Violet: What?!I didn't break it.
Herman: Huh, that's weird. How'd you even know it was broken?
Violet: Because it's sitting right in front of us and it's broken.
Herman: Suspicious.
Violet: No, it's not!
Clayton: If it matters, probably not, but Cheslock was the last one to use it.
Cheslock: Liar! I don't even drink that crap!
Clayton: Oh really? Then what were you doing by the coffee cart earlier?
Cheslock: I use the wooden stirrers to push back my cuticles.Everyone knows that, Clayton!
Edgar: Okay let's not fight. I broke it. Let me pay for it, Lawrence.
Lawrence: No! Who broke it!?
Everyone:
Clayton: Lawrence...Herman's been awfully quiet.
Herman: REALLY?!
* Everyone starts arguing*
Lawrence, being interviewed: I broke it.I burned my hand so I punched it.
Lawrence: I predict 10 minutes from now they'll be at each other's throats with warpaint on their faces and a pig head on a stick.
Lawrence:
Lawrence: Good.It was getting a little chummy around here.
Herman: Dumbest scar stories, go!
Lawrence: I burned my tongue once drinking tea.
Clayton: I dropped a hair dryer on my leg once and it burned.
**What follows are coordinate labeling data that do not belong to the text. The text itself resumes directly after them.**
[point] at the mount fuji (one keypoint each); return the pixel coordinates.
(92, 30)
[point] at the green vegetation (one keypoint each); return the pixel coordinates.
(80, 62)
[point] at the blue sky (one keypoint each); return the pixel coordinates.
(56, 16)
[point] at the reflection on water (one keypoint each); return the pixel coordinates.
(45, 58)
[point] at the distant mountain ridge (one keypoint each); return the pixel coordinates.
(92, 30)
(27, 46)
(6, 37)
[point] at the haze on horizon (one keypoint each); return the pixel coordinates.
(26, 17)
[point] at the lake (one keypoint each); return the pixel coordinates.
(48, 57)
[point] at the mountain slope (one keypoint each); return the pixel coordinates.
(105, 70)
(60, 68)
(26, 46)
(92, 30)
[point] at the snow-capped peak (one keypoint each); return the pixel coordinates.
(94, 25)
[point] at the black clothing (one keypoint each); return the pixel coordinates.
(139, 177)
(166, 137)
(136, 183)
Cheslock: I have a piece of graphite in my leg for accidentally stabbing myself with a pencil in the first grade.
Violet: I was taking a cup of noodles out of the microwave and spilled it in my hand and I got a really bad burn.
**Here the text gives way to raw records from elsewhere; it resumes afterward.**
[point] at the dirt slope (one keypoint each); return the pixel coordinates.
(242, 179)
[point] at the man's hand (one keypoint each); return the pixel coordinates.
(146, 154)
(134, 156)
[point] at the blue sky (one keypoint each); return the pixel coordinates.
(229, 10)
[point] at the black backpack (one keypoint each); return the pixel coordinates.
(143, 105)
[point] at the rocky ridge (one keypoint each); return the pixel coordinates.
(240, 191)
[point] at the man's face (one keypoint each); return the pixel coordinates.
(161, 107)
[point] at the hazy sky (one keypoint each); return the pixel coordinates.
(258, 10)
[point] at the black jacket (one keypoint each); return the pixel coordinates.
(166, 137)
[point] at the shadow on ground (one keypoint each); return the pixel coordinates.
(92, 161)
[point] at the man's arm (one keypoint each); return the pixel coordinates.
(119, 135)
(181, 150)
Edgar: I have emotional scars.
*Squad reactions to being told "I love you"*
Lawrence: oh no
Edgar: thanks fam!
Herman: * cries * I love you too
Violet: Sounds fake but okay
Clayton: * A flustered mess*
Cheslock: can i get a refund?
Lawrence, rubbing his temples: I am not proud of what I am about to say, but someone get me a cigarrette.
Clayton: But Lawrence, we don't smoke.
Lawrence: Cut the crap, Clayton. I'm not an idiot. I know that one in five people smoke.
Lawrence: *points at Cheslock* One! *points at Edgar* Two! *points at Herman* Three! *points at Violet* Four! *points at Clayton* Five!
Lawrence: Now, I am going to close my eyes, and when I open them, there better be a cigarrette between these two fingers!
Violet: *puts a cigarrette in Lawrence's hand*
Lawrence: Thank you. ...Light?
The Squad: *all simultaneously pull out lighters*
Lawrence: Edgar... How do I begin to explain Edgar?
Herman: Edgar is flawless.
Violet: I hear his hair's insured for $10,000.
Clayton: I hear he do car commercials... in Japan.
Cheslock: One time they punched me in the face...it was awesome.
Lawrence, walking into their house: Hello, people who do not live here.
Edgar: Hey.
Herman: Hi.
Violet: Hello.
Clayton: Hey!
Lawrence: I gave you the key to my place for emergencies only!
Cheslock: We were out of Doritos. And it is an emergency that we out of Doritos.